ローズは作曲者として契約し、アーチー・ブレヤーArchie Bleyerからレコーディングができるようなタレントを知っているかと聞かれ、エバリー兄弟のことを話した。1957年2月にブレアーは二人と契約し、おそらくオリジナル曲のレコーディングには慎重だったのだろうが、ナッシュビル初のプロの作曲家になる夫婦で、作曲するだけで演奏はしない、フェリスとブードローのブライアントFelice and Boudleaux Bryant夫妻に取り次いだ。
アイク・エバリーはブードローの床屋だったこともあり、この仕事を熱望し、夫妻はバイバイ・ラブBye Bye Loveというアップ・テンポのナンバーを渡した。
この曲は二人の声を誇示するような曲で他の30人の歌手に断られたが、アーチーは突然心配しなくなった。
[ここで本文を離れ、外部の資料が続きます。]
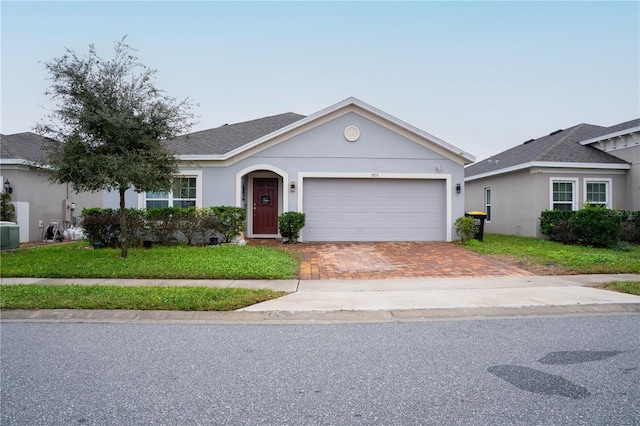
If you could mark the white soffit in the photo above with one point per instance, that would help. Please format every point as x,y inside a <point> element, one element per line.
<point>610,166</point>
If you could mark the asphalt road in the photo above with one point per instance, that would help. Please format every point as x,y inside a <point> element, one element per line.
<point>553,370</point>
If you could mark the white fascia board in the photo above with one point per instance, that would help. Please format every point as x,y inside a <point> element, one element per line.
<point>14,161</point>
<point>614,166</point>
<point>611,135</point>
<point>324,112</point>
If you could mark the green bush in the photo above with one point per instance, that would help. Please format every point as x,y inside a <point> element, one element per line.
<point>556,224</point>
<point>466,228</point>
<point>163,224</point>
<point>231,221</point>
<point>290,224</point>
<point>630,226</point>
<point>197,224</point>
<point>101,225</point>
<point>595,226</point>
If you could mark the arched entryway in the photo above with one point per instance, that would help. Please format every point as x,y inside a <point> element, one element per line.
<point>263,197</point>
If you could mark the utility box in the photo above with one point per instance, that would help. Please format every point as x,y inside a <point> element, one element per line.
<point>9,235</point>
<point>480,218</point>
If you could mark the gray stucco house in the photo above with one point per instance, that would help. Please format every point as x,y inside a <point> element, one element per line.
<point>358,174</point>
<point>563,170</point>
<point>38,202</point>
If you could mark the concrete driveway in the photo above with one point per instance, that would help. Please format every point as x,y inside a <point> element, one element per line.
<point>396,260</point>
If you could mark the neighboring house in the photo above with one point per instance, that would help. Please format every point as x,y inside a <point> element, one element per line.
<point>38,202</point>
<point>561,171</point>
<point>357,173</point>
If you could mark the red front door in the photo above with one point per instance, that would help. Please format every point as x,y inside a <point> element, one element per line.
<point>265,206</point>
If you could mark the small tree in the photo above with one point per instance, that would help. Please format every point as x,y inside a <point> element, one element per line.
<point>108,128</point>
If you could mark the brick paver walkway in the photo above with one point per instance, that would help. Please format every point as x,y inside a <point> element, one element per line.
<point>389,260</point>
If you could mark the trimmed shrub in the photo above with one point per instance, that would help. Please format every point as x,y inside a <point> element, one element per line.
<point>466,228</point>
<point>595,226</point>
<point>101,225</point>
<point>556,224</point>
<point>231,221</point>
<point>163,223</point>
<point>290,224</point>
<point>630,226</point>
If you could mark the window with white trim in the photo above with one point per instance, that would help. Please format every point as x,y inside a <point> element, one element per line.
<point>597,192</point>
<point>183,194</point>
<point>563,194</point>
<point>487,203</point>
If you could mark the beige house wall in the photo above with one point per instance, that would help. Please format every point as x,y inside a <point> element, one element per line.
<point>518,198</point>
<point>46,201</point>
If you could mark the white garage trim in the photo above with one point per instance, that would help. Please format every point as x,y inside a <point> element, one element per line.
<point>414,176</point>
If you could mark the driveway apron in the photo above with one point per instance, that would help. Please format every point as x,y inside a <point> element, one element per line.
<point>397,260</point>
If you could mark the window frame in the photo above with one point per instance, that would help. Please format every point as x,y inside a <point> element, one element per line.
<point>574,193</point>
<point>608,182</point>
<point>197,174</point>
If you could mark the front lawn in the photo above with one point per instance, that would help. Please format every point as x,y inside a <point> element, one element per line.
<point>78,260</point>
<point>545,257</point>
<point>31,296</point>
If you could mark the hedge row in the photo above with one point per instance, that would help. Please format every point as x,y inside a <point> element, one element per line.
<point>164,225</point>
<point>594,226</point>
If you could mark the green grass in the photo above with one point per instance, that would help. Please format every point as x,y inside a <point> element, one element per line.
<point>572,259</point>
<point>78,260</point>
<point>31,296</point>
<point>631,287</point>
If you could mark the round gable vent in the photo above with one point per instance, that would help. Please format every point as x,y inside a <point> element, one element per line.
<point>352,133</point>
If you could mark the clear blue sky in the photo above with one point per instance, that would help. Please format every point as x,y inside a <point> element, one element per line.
<point>483,76</point>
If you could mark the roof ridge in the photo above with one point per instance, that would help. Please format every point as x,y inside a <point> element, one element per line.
<point>566,133</point>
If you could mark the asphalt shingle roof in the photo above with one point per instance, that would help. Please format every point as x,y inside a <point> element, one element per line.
<point>228,137</point>
<point>557,147</point>
<point>26,146</point>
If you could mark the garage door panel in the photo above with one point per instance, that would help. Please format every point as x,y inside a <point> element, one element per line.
<point>374,210</point>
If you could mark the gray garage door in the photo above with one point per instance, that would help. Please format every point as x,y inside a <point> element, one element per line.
<point>374,210</point>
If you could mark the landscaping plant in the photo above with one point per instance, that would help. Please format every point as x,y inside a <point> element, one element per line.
<point>289,225</point>
<point>466,228</point>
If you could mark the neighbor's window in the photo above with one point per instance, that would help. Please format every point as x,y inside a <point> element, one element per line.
<point>563,194</point>
<point>183,194</point>
<point>487,203</point>
<point>597,192</point>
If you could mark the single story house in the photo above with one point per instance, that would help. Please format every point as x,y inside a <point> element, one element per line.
<point>358,173</point>
<point>561,171</point>
<point>38,202</point>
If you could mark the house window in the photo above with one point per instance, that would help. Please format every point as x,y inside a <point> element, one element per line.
<point>563,195</point>
<point>487,203</point>
<point>183,194</point>
<point>596,192</point>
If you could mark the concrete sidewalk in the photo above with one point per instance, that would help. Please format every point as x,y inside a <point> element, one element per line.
<point>372,300</point>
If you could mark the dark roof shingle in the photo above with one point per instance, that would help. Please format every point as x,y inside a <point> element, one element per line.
<point>228,137</point>
<point>25,146</point>
<point>557,147</point>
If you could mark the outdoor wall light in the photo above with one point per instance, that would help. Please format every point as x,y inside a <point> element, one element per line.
<point>7,186</point>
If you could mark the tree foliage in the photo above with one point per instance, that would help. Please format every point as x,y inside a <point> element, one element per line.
<point>109,124</point>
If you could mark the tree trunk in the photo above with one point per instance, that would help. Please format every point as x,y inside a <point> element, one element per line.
<point>123,226</point>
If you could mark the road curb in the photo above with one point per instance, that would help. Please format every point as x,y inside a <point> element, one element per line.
<point>312,317</point>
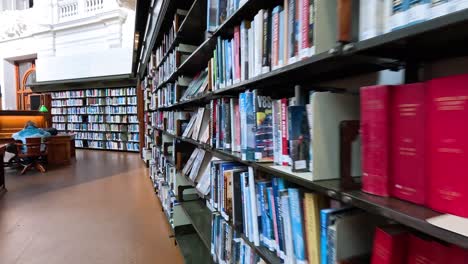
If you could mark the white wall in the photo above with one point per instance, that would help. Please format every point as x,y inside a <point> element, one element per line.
<point>93,64</point>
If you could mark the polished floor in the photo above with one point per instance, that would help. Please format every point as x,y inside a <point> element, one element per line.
<point>100,210</point>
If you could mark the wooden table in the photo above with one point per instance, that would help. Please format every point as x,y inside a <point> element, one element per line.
<point>61,149</point>
<point>2,170</point>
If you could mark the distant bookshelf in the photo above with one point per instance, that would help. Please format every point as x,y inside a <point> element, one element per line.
<point>101,118</point>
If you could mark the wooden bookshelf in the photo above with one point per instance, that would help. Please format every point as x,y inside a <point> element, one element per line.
<point>121,135</point>
<point>407,48</point>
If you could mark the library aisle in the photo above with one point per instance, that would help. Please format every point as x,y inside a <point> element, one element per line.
<point>99,210</point>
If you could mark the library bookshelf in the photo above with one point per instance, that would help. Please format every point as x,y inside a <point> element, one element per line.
<point>103,119</point>
<point>167,149</point>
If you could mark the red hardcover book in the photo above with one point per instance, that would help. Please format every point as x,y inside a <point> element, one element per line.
<point>237,53</point>
<point>304,45</point>
<point>275,37</point>
<point>408,177</point>
<point>420,251</point>
<point>375,130</point>
<point>390,245</point>
<point>448,146</point>
<point>284,131</point>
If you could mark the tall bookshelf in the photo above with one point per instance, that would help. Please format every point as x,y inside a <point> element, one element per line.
<point>341,58</point>
<point>103,119</point>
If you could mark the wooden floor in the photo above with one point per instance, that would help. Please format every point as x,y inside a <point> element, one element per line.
<point>101,209</point>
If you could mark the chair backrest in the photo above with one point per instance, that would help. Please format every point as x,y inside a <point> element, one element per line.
<point>33,147</point>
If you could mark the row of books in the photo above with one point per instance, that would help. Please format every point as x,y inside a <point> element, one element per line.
<point>68,94</point>
<point>131,91</point>
<point>397,244</point>
<point>378,17</point>
<point>227,246</point>
<point>67,102</point>
<point>219,11</point>
<point>274,38</point>
<point>297,225</point>
<point>414,144</point>
<point>121,109</point>
<point>168,38</point>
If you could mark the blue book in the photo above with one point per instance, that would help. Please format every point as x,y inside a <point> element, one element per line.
<point>220,57</point>
<point>278,185</point>
<point>281,37</point>
<point>270,220</point>
<point>262,194</point>
<point>250,126</point>
<point>324,222</point>
<point>297,224</point>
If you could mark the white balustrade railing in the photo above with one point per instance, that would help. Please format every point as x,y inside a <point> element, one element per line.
<point>75,9</point>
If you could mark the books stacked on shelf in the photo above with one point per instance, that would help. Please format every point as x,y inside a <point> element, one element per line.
<point>96,119</point>
<point>397,244</point>
<point>414,132</point>
<point>197,86</point>
<point>67,102</point>
<point>379,17</point>
<point>227,246</point>
<point>96,101</point>
<point>169,37</point>
<point>276,37</point>
<point>116,100</point>
<point>68,94</point>
<point>95,93</point>
<point>58,111</point>
<point>92,112</point>
<point>58,119</point>
<point>298,226</point>
<point>219,11</point>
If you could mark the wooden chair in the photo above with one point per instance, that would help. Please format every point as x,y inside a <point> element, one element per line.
<point>33,156</point>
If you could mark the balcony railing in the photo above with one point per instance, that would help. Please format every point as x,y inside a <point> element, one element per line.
<point>76,9</point>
1位は逃したものの、27週間チャートに居続けたのだ。そのレコードのB面はエバリー兄弟自作の「アイ・ワンダー・イフ・アイ・ケア・アズ・マッチI Wonder If I Care as Much」で、二人の作曲に関しての心配は杞憂だったことが明らかになった。
パッツィー・クラインPatsy Clineは、エバリー兄弟が楽曲を売った相手で、ポピュラー歌手になったもうひとりの人だった。
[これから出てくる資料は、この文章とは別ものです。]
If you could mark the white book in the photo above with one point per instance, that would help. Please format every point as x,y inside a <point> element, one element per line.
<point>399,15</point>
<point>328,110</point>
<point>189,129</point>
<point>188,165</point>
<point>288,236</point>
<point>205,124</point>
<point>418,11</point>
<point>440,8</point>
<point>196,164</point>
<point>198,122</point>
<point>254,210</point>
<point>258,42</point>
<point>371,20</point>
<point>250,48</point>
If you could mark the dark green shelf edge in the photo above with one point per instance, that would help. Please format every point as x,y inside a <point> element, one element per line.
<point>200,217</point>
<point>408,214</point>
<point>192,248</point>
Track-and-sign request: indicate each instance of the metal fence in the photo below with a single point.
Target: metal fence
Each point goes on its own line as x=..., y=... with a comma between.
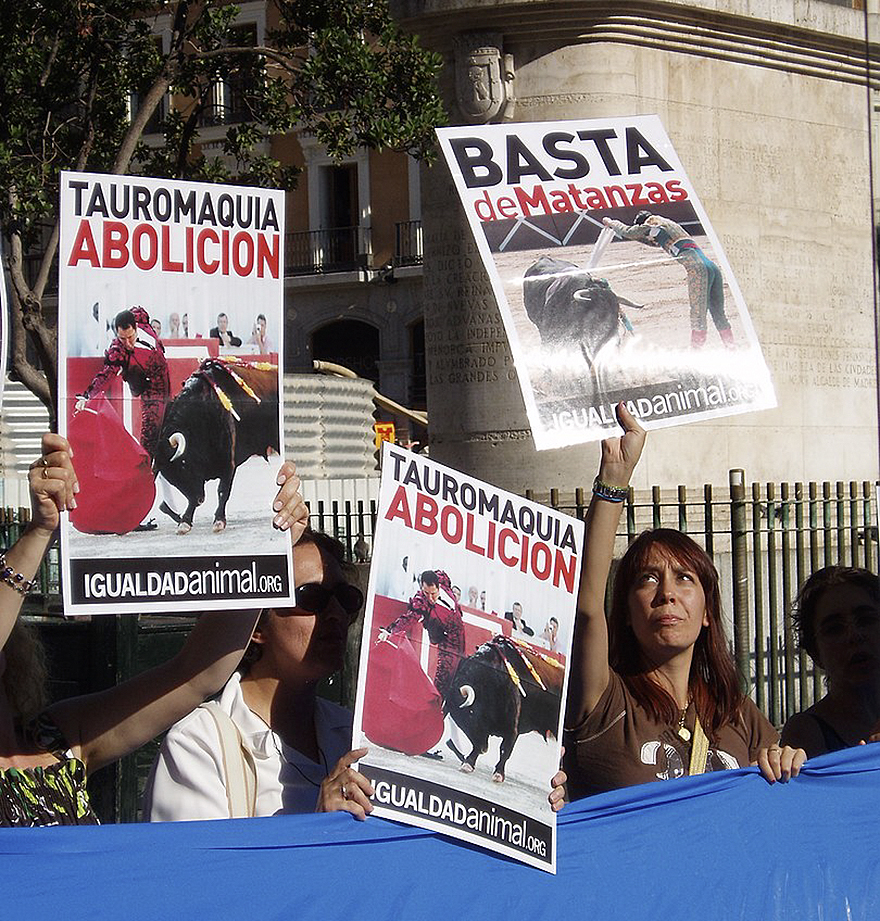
x=765, y=538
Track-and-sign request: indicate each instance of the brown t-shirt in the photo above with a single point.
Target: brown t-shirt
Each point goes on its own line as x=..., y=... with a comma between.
x=620, y=744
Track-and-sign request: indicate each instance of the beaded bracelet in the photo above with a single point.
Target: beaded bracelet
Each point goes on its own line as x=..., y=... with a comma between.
x=609, y=493
x=14, y=579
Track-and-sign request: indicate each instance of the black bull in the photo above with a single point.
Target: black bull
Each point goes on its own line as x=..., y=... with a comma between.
x=570, y=306
x=485, y=700
x=202, y=439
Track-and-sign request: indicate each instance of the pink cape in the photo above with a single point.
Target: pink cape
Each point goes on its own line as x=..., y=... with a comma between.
x=116, y=483
x=402, y=708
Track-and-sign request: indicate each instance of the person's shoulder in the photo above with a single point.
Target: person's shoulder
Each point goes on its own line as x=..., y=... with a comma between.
x=333, y=714
x=803, y=730
x=196, y=723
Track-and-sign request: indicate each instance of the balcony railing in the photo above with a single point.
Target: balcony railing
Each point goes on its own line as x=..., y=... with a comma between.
x=318, y=252
x=408, y=244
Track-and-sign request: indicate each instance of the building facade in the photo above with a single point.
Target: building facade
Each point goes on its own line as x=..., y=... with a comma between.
x=767, y=106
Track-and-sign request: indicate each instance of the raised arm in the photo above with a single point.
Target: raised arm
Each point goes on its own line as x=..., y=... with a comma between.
x=52, y=487
x=589, y=676
x=105, y=726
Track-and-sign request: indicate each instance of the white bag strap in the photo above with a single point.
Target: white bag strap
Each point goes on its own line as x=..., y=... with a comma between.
x=238, y=764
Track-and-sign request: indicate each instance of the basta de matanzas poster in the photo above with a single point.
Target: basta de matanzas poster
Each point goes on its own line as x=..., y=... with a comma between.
x=464, y=658
x=170, y=329
x=610, y=279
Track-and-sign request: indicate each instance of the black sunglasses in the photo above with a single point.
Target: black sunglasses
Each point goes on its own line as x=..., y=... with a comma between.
x=315, y=597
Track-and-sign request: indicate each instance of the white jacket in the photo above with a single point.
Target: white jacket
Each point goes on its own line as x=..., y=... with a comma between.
x=187, y=780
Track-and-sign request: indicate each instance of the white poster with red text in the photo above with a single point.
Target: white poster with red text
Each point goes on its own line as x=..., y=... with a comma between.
x=464, y=658
x=611, y=281
x=170, y=323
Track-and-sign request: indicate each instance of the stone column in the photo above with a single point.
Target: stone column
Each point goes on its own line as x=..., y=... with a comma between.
x=773, y=132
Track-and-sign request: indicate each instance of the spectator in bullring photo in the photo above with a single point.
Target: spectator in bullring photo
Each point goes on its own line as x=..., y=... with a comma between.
x=222, y=332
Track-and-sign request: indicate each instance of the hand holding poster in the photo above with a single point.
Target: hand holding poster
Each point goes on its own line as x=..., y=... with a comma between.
x=154, y=419
x=611, y=281
x=463, y=671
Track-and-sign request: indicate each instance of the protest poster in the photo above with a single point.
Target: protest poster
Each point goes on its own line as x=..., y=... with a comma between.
x=645, y=310
x=170, y=309
x=463, y=670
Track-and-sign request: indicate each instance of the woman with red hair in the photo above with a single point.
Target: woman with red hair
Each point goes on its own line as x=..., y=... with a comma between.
x=654, y=690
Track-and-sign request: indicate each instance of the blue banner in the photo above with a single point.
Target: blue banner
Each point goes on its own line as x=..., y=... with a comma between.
x=723, y=846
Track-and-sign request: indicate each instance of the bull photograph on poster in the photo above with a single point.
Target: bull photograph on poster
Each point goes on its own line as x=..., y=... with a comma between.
x=611, y=281
x=170, y=328
x=463, y=670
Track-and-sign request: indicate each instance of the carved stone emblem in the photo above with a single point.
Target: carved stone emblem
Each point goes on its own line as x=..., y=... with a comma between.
x=483, y=77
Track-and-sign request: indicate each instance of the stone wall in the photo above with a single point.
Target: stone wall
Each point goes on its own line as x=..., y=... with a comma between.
x=767, y=107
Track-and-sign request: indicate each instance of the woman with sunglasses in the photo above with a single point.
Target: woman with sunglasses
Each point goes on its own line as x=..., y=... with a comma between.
x=292, y=743
x=47, y=753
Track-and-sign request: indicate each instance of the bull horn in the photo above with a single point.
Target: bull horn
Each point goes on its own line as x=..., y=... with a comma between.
x=178, y=442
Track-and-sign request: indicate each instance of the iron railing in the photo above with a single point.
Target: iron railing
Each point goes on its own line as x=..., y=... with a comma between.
x=408, y=243
x=316, y=252
x=765, y=538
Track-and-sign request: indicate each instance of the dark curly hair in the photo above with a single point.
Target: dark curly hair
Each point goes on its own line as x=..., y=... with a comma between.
x=803, y=613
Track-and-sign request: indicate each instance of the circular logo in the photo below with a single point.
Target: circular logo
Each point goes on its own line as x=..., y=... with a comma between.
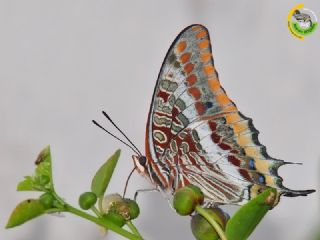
x=301, y=21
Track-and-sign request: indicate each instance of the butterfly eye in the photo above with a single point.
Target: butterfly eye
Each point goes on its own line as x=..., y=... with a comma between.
x=143, y=161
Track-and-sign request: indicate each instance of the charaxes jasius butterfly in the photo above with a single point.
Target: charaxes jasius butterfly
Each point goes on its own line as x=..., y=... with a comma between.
x=195, y=133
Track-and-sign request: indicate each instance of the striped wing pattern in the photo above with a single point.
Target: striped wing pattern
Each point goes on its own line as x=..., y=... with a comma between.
x=195, y=133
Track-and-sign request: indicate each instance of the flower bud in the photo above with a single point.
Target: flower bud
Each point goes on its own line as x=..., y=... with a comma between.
x=202, y=229
x=134, y=210
x=186, y=199
x=87, y=200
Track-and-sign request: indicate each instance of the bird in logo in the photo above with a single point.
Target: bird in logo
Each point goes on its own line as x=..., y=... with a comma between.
x=303, y=19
バージニア州ヘンズレーの生まれで、デッカ傘下のマイナー・レーベルであるフォー・スター・レコードFour Starでスタンダード(そしてスタンダード以下の)カントリー曲を録音し、時々グランド・オル・オプリーGrand Ole Opryに登場したが、デッカと契約しブラッドリーズ・バーンBradley’s Barnで録音して初めて、成功したのだった。
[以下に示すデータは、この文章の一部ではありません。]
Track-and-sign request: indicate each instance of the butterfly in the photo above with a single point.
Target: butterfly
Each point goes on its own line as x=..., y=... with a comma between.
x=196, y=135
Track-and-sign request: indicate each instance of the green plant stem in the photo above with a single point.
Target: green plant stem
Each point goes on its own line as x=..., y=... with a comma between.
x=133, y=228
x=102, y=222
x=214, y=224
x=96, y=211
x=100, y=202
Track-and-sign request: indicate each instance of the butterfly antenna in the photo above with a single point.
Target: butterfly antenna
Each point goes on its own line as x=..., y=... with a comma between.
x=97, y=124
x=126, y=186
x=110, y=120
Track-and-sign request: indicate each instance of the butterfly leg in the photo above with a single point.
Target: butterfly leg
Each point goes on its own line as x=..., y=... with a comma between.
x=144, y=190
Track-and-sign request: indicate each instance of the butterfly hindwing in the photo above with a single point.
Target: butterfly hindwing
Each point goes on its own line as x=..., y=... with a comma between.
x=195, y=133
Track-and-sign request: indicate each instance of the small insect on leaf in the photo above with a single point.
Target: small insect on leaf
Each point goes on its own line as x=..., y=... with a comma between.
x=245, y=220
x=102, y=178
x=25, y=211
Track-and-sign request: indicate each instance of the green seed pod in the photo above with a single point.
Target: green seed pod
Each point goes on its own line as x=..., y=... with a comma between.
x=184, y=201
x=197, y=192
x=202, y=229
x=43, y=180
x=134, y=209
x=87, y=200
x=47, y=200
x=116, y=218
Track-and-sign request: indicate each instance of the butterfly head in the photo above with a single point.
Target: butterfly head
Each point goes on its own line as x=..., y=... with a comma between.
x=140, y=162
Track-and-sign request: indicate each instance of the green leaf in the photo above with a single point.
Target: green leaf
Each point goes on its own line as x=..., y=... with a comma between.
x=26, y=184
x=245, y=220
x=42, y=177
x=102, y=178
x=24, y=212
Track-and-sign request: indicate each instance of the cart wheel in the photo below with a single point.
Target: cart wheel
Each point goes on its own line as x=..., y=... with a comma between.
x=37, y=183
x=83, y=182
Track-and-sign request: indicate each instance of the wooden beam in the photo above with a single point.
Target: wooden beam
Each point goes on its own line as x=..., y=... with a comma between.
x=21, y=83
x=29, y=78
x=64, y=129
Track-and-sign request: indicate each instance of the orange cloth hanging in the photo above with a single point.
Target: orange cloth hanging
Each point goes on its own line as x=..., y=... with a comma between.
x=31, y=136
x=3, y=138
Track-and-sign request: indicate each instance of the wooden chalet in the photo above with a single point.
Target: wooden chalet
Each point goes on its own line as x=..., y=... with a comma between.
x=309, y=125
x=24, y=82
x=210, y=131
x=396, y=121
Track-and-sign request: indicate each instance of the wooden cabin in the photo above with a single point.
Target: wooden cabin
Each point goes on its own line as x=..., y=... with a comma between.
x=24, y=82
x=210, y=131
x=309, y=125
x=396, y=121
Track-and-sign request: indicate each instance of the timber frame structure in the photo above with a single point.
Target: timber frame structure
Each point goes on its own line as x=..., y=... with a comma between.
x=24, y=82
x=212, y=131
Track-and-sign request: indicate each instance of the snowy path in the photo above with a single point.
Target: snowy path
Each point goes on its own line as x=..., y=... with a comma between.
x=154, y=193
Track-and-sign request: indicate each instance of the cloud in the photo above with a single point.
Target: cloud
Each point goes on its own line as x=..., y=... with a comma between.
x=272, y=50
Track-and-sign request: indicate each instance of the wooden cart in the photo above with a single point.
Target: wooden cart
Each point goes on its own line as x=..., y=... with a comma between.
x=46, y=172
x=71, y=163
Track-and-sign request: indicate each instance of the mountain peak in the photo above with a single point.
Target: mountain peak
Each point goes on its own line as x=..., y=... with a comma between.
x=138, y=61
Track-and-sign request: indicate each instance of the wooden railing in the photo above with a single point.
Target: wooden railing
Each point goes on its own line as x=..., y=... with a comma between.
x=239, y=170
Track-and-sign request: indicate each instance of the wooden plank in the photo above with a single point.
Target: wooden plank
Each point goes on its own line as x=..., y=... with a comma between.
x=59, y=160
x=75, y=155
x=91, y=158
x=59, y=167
オーエン・ブラッドリーOwen Bradleyは、クラインが鼻声訛りのかけらもない、強い、スモーキーな声を持ち、ジャズ・シンガーのように表現するのを見て、カントリー風に飾って歌うことをせず(スタディオ・ミュージシャンの中には、仕事が終わった後、町の反対側に行って黒人ミュージシャンとジャム・セッションをしていて、この歌い方をとても喜んだ者もいた)、クラインの最初のレコード、「ウォーキン・アフター・ミッドナイトWalkin’ After Midnight」で率直なポップ・サウンドの方向に進んだ。その結果、この曲はポップでもカントリー市場でも良く売れた。
クラインが本当に成功するのは数年後のことだが、ナッシュビルの機構組織の中にいるというだけでも、ますます硬直化している状況の中では、新たな動きを意味していた。ブラッドリーはそこに留まらなかった。デッカはブレンダ・リーBrenda Leeという名の11歳のボーカリストと契約したのだが、オーエン・ブラッドリーOwen Bradleyがプロデュースを引き受けるまで、同じように成功しなかった。
このことは、もしブラッドリーがバディ・ホリーを獲得しなくても、カントリー・ミュージックを現代化させ、とても必要とされているクロスオーバー(カントリーの「ヒット」はたいてい、数千枚しか売れなかった。)をもっと頻繁に行うようなアイデアを、彼が持っていたことを意味する。ブレンダ・リーBrenda Leeは優れていて、パッツィー・クラインPatsy Clineはより微妙なニュアンスを出し、エバリー兄弟the Everlysはカントリー寄りだがティーネージ向きだった。ナッシュビルは変わりつつあった。